For me, boredom is not the opposite of amusement; I might even go so far as to say that in certain of its aspects it actually resembles amusement inasmuch as it gives rise to distraction and forgetfulness, even if of a very special type. Boredom to me consists in a kind of insufficiency, or inadequacy, or lack of reality. [….] The feeling of boredom originates for me in a sense of the absurdity of a reality which is insufficient, or anyhow unable, to convince me of its own effective existence. For example, I may be looking with some degree of attentiveness at a tumbler. As long as I say to myself that this tumbler is a glass or metal vessel made for the purpose of putting liquid into it and carrying it to one’s lips without upsetting it – as long as I am able to represent the tumbler to myself in a convincing manner – so long shall I feel that I have some sort of relationship with it, a relationship close enough to make me believe in its existence and also, on a subordinate level, in my own.
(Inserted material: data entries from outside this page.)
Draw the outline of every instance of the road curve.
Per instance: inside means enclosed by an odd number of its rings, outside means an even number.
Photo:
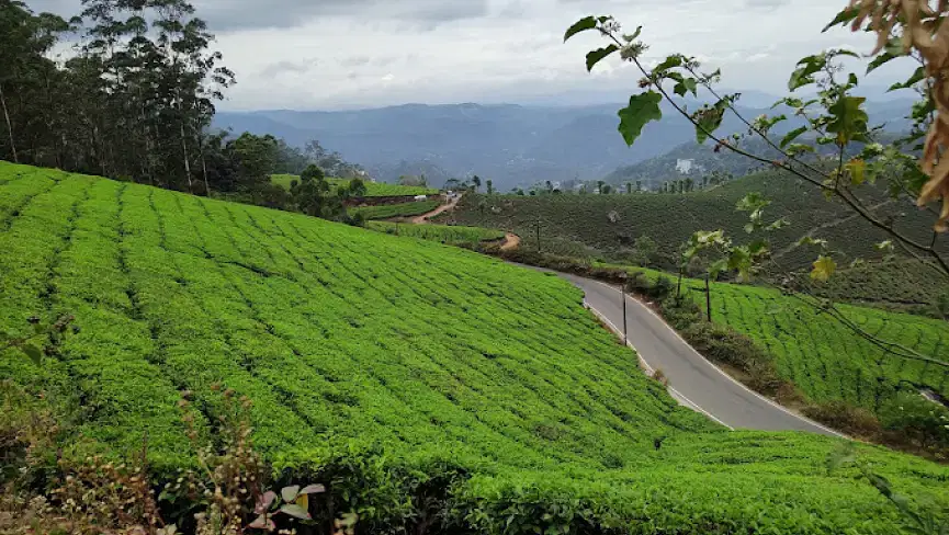
[[[622,332],[623,297],[619,288],[557,274],[583,289],[587,306]],[[719,423],[732,429],[807,431],[845,437],[752,391],[707,361],[659,316],[630,296],[626,296],[626,329],[630,345],[647,367],[662,369],[668,377],[670,394]]]

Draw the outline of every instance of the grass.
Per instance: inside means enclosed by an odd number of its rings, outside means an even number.
[[[482,241],[494,241],[505,237],[502,231],[493,228],[449,225],[399,225],[388,221],[370,221],[366,224],[366,228],[395,236],[419,238],[448,244],[476,244]]]
[[[680,408],[578,289],[470,251],[0,162],[0,328],[60,311],[82,328],[39,366],[0,355],[0,376],[46,390],[77,436],[132,452],[147,433],[166,477],[193,455],[177,400],[212,434],[223,382],[252,398],[268,460],[332,477],[340,506],[393,531],[429,506],[443,533],[900,522],[855,470],[827,474],[838,441]],[[949,505],[949,468],[858,452]]]
[[[271,175],[270,181],[274,184],[282,185],[290,190],[290,183],[294,180],[300,180],[300,177],[295,174],[274,174]],[[349,180],[347,179],[327,179],[331,186],[348,186]],[[395,197],[395,196],[409,196],[409,195],[436,195],[438,194],[438,190],[431,187],[421,187],[414,185],[398,185],[398,184],[388,184],[386,182],[365,182],[366,196],[368,197]]]
[[[416,201],[413,203],[381,204],[349,208],[350,215],[362,214],[364,219],[388,219],[391,217],[411,217],[427,214],[441,203],[439,201]]]
[[[766,208],[768,220],[786,217],[790,225],[770,235],[776,260],[790,269],[806,269],[816,258],[813,250],[794,247],[806,232],[814,231],[839,250],[839,264],[854,258],[879,259],[873,248],[885,239],[882,231],[862,220],[848,218],[838,203],[829,202],[810,185],[776,172],[761,172],[730,182],[714,190],[685,195],[465,195],[445,218],[461,225],[478,225],[512,231],[523,238],[523,247],[546,252],[592,258],[603,261],[631,261],[632,247],[640,236],[659,246],[663,266],[675,265],[679,246],[697,230],[724,229],[736,241],[747,240],[743,227],[748,214],[735,204],[750,192],[759,192],[772,204]],[[920,242],[931,239],[931,220],[916,209],[905,209],[878,192],[867,200],[877,213],[902,210],[906,217],[896,227]],[[486,204],[482,209],[482,202]],[[611,214],[615,217],[611,219]]]
[[[609,265],[609,264],[603,264]],[[659,272],[640,271],[655,280]],[[674,275],[665,274],[675,282]],[[682,287],[705,309],[704,283],[686,278]],[[888,351],[778,289],[712,283],[712,320],[750,337],[773,355],[783,379],[797,385],[812,401],[846,401],[879,411],[899,390],[930,388],[949,398],[949,368]],[[949,362],[946,321],[875,308],[837,305],[840,314],[862,331],[925,356]]]

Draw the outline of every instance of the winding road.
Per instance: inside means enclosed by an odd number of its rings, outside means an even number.
[[[587,307],[622,333],[623,294],[619,288],[576,275],[557,275],[583,289]],[[646,305],[630,296],[625,299],[629,344],[647,371],[663,372],[669,379],[669,392],[680,403],[731,429],[806,431],[844,437],[752,391],[707,361]]]

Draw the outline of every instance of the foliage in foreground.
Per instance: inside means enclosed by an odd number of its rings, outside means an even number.
[[[892,533],[837,441],[727,432],[644,376],[566,282],[325,220],[0,164],[0,322],[68,310],[61,355],[0,357],[75,419],[64,455],[194,466],[253,401],[257,449],[366,533]],[[192,402],[179,407],[180,394]],[[662,440],[658,440],[660,439]],[[657,446],[657,442],[659,445]],[[949,469],[860,446],[914,501]],[[940,509],[941,510],[941,509]],[[940,513],[941,514],[941,513]]]
[[[813,251],[799,247],[802,235],[818,232],[835,248],[841,265],[861,258],[878,260],[883,254],[874,244],[885,234],[855,219],[838,204],[827,202],[820,192],[776,171],[735,180],[715,190],[685,195],[465,195],[451,217],[462,225],[510,230],[523,246],[544,252],[590,259],[631,261],[635,241],[647,236],[658,244],[656,262],[663,268],[679,263],[679,246],[698,230],[721,228],[736,241],[750,241],[744,231],[747,214],[735,206],[748,194],[768,198],[768,214],[790,225],[770,234],[772,258],[786,269],[803,269],[813,262]],[[886,217],[903,209],[888,202],[883,190],[871,203],[874,213]],[[482,209],[482,205],[486,209]],[[896,223],[900,230],[924,239],[931,235],[925,216],[905,210]],[[448,217],[448,216],[445,216]],[[671,218],[671,219],[670,219]],[[539,232],[538,232],[539,230]],[[930,275],[931,276],[931,275]]]

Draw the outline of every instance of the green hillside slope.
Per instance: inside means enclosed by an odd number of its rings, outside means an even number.
[[[0,328],[60,311],[81,326],[41,366],[0,355],[0,376],[81,409],[82,436],[138,451],[147,433],[168,476],[193,454],[177,400],[192,392],[211,433],[223,382],[252,398],[266,457],[335,478],[365,533],[427,508],[443,533],[897,522],[856,471],[827,475],[838,441],[727,432],[679,408],[579,291],[468,251],[0,162]],[[859,452],[949,505],[949,468]]]
[[[642,272],[649,281],[670,277],[653,270],[630,271]],[[705,309],[703,281],[683,278],[682,288]],[[711,291],[712,320],[755,340],[773,355],[780,376],[812,401],[846,401],[879,412],[899,391],[928,388],[949,399],[949,368],[918,360],[949,362],[946,321],[838,305],[847,320],[871,337],[867,338],[777,289],[712,283]],[[899,346],[882,346],[872,338]]]
[[[850,213],[829,202],[810,185],[765,172],[745,177],[721,187],[685,195],[465,195],[451,216],[463,225],[502,228],[524,238],[524,247],[536,248],[540,227],[541,248],[547,252],[629,259],[630,248],[640,236],[648,236],[659,246],[665,262],[674,265],[679,246],[696,230],[723,228],[735,240],[748,239],[743,230],[748,214],[735,210],[735,204],[750,192],[759,192],[772,202],[766,208],[770,219],[787,217],[790,226],[770,235],[777,260],[800,269],[814,260],[814,251],[794,247],[806,232],[826,238],[846,260],[879,258],[873,244],[885,236],[869,224],[850,218]],[[481,209],[481,203],[486,208]],[[914,238],[931,239],[930,219],[916,208],[896,205],[883,197],[868,198],[881,217],[904,213],[897,228]],[[614,213],[613,218],[610,217]]]
[[[290,183],[300,180],[295,174],[274,174],[270,181],[290,190]],[[349,185],[347,179],[326,179],[330,186]],[[368,197],[395,197],[408,195],[434,195],[438,190],[415,185],[388,184],[385,182],[365,182],[365,196]]]
[[[362,214],[364,219],[388,219],[389,217],[411,217],[427,214],[441,204],[438,201],[417,201],[413,203],[381,204],[349,208],[350,215]]]

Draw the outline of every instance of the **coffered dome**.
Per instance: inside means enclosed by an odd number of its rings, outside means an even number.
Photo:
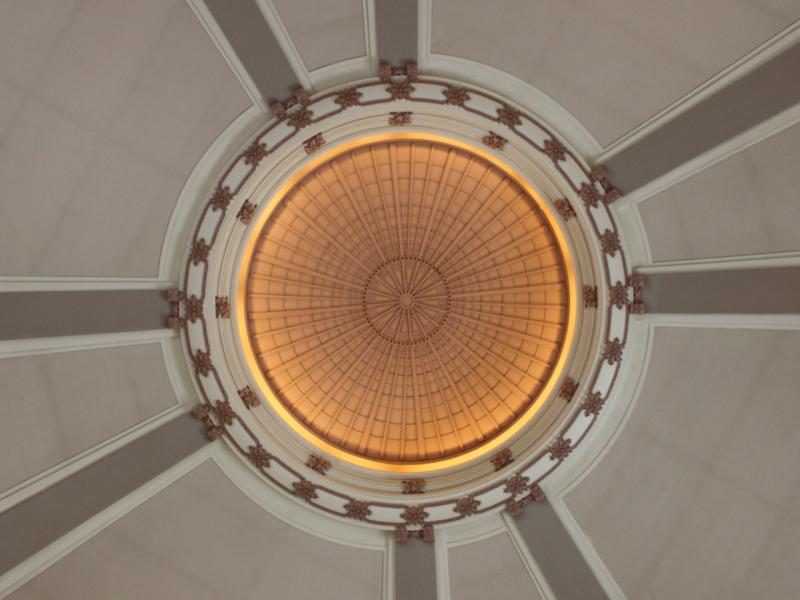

But once the tumbler withers away and loses its vitality in the manner I have described, or, in other words, reveals itself to me as something foreign, something with which I have no relationship, once it appears to me as an absurd object – then from that very absurdity springs boredom, which when all is said an done is simply a kind of incommunicability and the incapacity to disengage oneself from it. But this boredom, in turn, would not cause me to suffer so much if I did not know that, although I myself have no relationship with the tumbler, such a relationship might perhaps be possible, that is, because the tumbler exists in some unknown paradise in which objects do not for one moment cease to be objects. For me, therefore, boredom is not only the inability to escape from myself but is also the consciousness that theoretically I might be able to disengage myself from it, thanks to a miracle of some sort.